Two chemistry Nobel prize medals were sold in the space of three days at auctions held in December. These included the 1948 medal awarded to Arne Tiselius and Adolf von Baeyer’s 1905 medal – the oldest Nobel prize in science yet to have been sold at auction.

Swedish chemist Tiselius was awarded his Nobel prize while working at Uppsala University for his research on electrophoresis – a technique used to separate biomolecules based on their size and charge. In particular, the Nobel committee cited Tiselius’ use of electrophoresis to study proteins found in blood serum. Tiselius would later preside over the Nobel Foundation as its chairman from 1960 to 1964.

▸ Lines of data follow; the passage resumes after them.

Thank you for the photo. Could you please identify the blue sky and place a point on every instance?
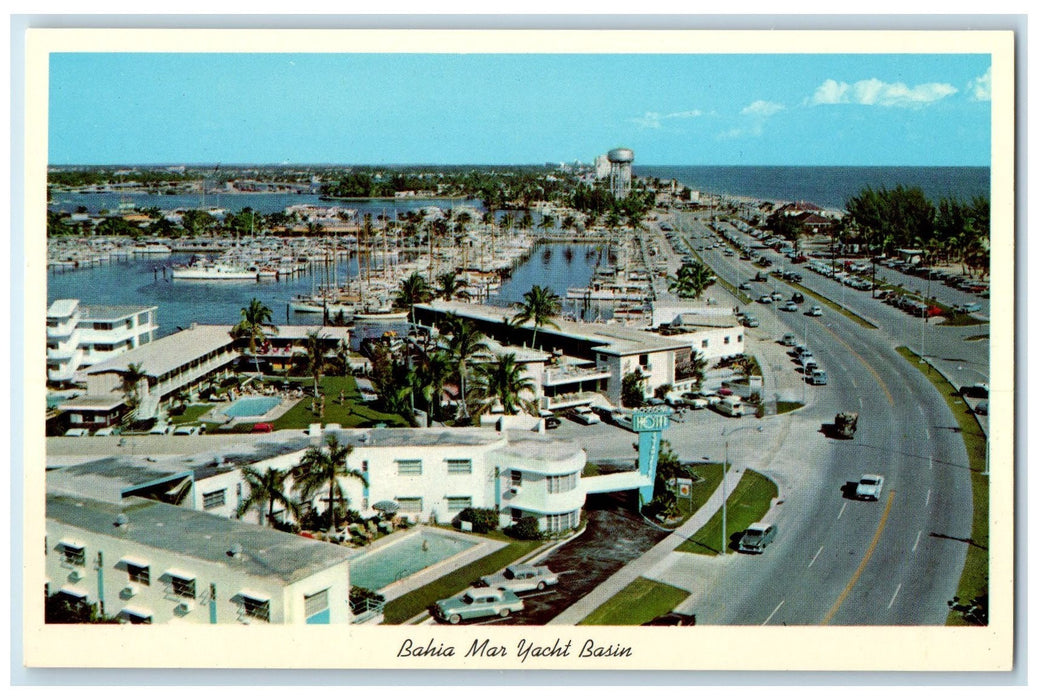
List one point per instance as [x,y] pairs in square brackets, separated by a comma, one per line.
[520,108]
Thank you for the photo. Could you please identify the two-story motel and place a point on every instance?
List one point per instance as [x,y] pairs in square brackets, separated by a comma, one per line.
[577,362]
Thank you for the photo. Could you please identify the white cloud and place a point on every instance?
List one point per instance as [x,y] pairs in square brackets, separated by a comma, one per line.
[655,119]
[762,108]
[980,88]
[875,91]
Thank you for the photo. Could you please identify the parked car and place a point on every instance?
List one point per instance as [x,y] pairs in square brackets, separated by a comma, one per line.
[584,415]
[189,430]
[869,487]
[476,602]
[671,620]
[757,537]
[521,579]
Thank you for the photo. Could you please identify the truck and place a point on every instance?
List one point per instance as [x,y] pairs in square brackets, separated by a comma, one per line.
[846,424]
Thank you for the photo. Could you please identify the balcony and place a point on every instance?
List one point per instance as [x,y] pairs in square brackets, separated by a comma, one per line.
[571,373]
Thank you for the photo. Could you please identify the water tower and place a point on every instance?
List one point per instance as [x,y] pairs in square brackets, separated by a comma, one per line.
[620,171]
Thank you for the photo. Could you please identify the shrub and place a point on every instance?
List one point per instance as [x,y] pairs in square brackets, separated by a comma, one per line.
[483,519]
[525,529]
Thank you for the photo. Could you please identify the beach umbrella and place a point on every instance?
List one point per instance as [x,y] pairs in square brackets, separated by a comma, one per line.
[387,507]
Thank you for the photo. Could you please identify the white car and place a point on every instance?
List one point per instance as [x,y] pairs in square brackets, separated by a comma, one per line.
[869,487]
[584,415]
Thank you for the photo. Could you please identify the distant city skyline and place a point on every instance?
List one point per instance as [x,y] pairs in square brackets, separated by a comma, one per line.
[490,109]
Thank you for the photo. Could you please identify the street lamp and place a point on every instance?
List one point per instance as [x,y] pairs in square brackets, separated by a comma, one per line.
[726,433]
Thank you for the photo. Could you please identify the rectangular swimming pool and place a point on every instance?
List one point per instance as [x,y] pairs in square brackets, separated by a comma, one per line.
[404,558]
[253,405]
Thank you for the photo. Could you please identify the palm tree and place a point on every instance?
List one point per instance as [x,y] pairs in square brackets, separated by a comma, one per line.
[266,489]
[315,356]
[502,381]
[255,320]
[466,342]
[540,304]
[413,290]
[131,384]
[320,467]
[451,286]
[691,280]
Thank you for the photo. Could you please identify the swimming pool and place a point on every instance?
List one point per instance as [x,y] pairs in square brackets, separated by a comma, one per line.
[253,405]
[404,558]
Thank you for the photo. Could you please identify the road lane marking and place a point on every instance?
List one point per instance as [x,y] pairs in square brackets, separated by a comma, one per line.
[865,561]
[772,613]
[882,384]
[896,591]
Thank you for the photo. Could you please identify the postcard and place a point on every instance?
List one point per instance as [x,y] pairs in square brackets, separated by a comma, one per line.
[509,349]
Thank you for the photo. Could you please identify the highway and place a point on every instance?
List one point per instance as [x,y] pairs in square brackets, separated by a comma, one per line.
[837,560]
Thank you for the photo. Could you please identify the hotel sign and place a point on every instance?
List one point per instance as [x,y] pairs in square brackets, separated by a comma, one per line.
[648,420]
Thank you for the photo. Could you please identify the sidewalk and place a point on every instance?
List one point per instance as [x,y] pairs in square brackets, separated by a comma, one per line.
[626,575]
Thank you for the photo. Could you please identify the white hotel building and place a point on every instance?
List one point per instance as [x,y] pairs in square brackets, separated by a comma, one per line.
[79,335]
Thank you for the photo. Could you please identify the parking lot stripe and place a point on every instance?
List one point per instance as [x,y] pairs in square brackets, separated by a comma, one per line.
[896,591]
[865,561]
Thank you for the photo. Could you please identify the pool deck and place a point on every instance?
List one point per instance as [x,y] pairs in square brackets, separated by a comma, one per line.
[484,546]
[216,413]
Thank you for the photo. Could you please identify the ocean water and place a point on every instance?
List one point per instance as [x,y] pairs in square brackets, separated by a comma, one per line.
[829,187]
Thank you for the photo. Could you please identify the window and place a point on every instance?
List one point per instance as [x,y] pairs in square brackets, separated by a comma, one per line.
[409,505]
[139,574]
[459,466]
[73,554]
[409,467]
[214,499]
[316,608]
[257,609]
[183,588]
[562,484]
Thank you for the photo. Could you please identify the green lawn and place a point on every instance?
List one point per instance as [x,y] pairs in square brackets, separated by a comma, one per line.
[638,602]
[975,573]
[746,504]
[403,609]
[352,413]
[191,413]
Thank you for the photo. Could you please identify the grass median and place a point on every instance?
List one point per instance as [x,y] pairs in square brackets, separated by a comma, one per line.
[746,504]
[638,602]
[974,581]
[415,602]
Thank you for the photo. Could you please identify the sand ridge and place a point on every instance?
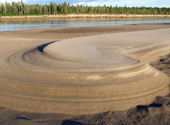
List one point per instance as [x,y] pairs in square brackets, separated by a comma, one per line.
[83,75]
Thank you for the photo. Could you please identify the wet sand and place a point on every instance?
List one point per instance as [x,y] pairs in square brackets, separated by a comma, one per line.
[75,74]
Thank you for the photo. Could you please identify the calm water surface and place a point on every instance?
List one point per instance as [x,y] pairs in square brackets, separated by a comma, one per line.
[8,25]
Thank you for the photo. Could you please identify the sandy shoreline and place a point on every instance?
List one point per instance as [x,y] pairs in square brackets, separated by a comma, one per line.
[85,16]
[22,58]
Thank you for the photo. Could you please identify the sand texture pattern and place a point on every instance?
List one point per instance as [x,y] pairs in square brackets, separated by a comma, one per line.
[82,75]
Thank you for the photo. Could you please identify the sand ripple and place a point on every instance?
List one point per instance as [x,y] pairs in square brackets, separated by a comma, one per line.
[82,75]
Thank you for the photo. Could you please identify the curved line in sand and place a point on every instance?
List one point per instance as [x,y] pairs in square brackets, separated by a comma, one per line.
[82,75]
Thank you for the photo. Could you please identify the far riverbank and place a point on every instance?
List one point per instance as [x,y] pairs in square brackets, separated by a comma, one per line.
[85,16]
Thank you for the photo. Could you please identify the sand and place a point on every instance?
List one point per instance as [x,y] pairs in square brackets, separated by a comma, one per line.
[83,74]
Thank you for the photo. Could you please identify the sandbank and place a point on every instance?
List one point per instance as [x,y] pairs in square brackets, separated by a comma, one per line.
[82,70]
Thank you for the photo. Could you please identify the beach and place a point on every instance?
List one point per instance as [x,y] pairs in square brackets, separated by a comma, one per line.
[85,75]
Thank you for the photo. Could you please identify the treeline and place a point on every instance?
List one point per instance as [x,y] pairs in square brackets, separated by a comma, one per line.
[52,8]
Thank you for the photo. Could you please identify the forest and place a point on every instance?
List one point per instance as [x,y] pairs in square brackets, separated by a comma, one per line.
[20,8]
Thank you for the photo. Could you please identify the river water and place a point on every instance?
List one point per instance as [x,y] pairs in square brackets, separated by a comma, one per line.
[10,25]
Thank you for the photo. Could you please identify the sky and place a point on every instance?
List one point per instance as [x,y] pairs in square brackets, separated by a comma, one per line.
[128,3]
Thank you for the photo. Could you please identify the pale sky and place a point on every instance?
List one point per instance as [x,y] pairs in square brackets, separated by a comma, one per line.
[128,3]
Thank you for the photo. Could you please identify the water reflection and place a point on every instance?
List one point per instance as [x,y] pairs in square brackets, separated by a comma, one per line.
[9,25]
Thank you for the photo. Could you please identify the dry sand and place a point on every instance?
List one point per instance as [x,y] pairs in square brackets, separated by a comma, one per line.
[84,75]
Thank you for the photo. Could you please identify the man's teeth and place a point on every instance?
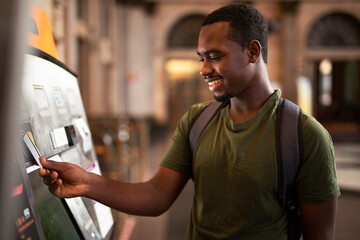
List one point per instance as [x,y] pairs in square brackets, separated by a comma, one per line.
[214,82]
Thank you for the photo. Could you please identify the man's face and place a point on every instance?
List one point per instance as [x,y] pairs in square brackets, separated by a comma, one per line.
[226,66]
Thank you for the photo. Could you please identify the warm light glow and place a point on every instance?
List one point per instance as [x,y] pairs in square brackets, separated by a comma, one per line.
[182,66]
[304,92]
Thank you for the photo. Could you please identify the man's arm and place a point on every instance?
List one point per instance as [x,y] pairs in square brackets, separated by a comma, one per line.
[150,198]
[318,220]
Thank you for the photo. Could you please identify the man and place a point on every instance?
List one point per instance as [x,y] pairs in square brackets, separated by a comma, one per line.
[234,164]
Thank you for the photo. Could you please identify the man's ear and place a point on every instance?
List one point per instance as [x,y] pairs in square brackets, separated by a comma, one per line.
[254,51]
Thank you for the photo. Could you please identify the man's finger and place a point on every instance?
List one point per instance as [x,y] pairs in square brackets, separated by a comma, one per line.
[52,165]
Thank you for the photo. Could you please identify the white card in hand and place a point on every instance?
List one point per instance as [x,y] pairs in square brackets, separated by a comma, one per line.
[32,147]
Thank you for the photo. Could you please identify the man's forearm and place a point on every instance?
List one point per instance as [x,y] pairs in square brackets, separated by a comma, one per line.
[132,198]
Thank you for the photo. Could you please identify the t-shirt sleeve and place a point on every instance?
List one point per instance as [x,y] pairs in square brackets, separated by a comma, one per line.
[317,181]
[178,156]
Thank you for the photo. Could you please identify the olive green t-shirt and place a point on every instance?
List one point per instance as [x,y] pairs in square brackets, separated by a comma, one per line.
[235,173]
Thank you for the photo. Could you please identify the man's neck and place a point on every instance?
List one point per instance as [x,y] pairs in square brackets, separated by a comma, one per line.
[243,108]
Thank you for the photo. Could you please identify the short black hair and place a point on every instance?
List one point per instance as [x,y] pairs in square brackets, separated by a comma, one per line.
[246,22]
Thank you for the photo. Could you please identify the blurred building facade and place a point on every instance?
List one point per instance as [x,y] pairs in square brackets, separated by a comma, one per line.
[137,58]
[138,68]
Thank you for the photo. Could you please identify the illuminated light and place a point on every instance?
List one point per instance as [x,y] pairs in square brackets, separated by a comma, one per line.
[304,92]
[325,67]
[182,66]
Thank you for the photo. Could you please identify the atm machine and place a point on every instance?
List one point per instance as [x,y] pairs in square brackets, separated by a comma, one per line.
[53,116]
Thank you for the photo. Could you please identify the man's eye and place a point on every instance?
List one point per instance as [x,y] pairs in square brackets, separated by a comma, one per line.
[215,59]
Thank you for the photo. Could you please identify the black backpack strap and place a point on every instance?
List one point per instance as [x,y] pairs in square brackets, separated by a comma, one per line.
[201,122]
[289,159]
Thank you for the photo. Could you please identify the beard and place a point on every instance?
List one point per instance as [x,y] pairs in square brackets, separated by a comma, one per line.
[223,98]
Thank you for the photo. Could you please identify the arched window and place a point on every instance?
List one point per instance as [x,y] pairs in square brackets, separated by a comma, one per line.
[185,32]
[335,30]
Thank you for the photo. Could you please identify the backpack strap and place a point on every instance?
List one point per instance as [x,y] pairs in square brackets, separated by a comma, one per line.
[202,121]
[289,155]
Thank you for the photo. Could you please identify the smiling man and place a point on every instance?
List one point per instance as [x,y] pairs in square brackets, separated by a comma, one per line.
[234,165]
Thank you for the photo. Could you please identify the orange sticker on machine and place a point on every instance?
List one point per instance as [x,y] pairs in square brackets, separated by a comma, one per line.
[44,39]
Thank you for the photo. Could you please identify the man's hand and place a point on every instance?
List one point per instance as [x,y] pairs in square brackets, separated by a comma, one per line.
[65,180]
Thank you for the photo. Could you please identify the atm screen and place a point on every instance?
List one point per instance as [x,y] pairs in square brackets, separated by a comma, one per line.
[54,114]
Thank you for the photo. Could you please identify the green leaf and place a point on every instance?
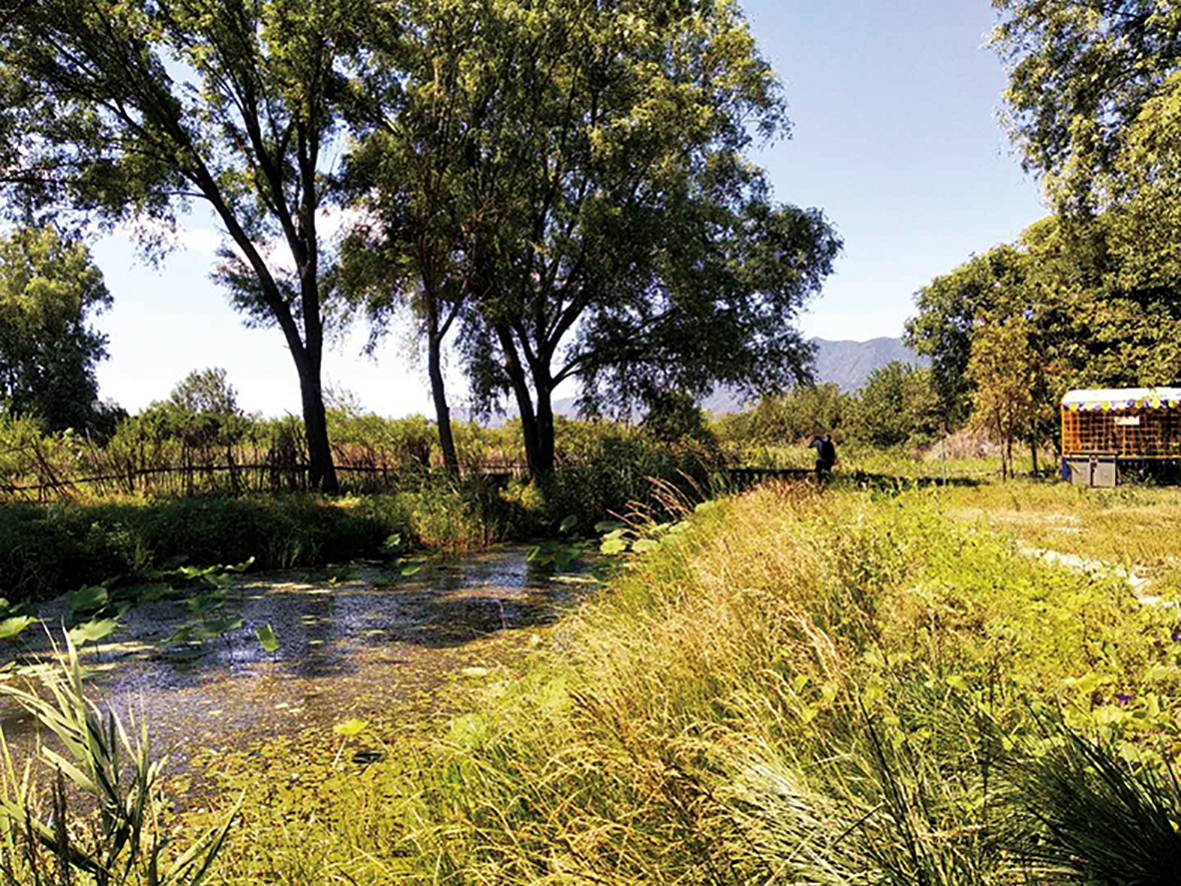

Coin World reports that Tiselius’ Nobel medal sold for $125,000 (£98,000) at an auction held by Heritage on 15 December.

Von Baeyer was just the fifth recipient of the Nobel prize in chemistry, receiving his award in recognition of ‘his work on organic dyes and hydroaromatic compounds’. In the latter half of the 19th century, von Baeyer spent decades researching indigo, deducing the compound’s formula and devising new synthetic means to make it. Baeyer’s work on dyes also led to the development of phthalein pH indicators. Another of von Baeyer’s contributions to synthetic chemistry was the discovery of barbituric acid – the parent compound of all barbiturate drugs.

Von Baeyer’s Nobel medal sold for £203,000 on 13 December at an auction held by Sotheby’s.

In January last year George Olah’s Nobel medal awarded for work on carbocations sold at auction for $250,000. A year earlier Walter Kohn’s award for the development of density functional theory sold for $460,000.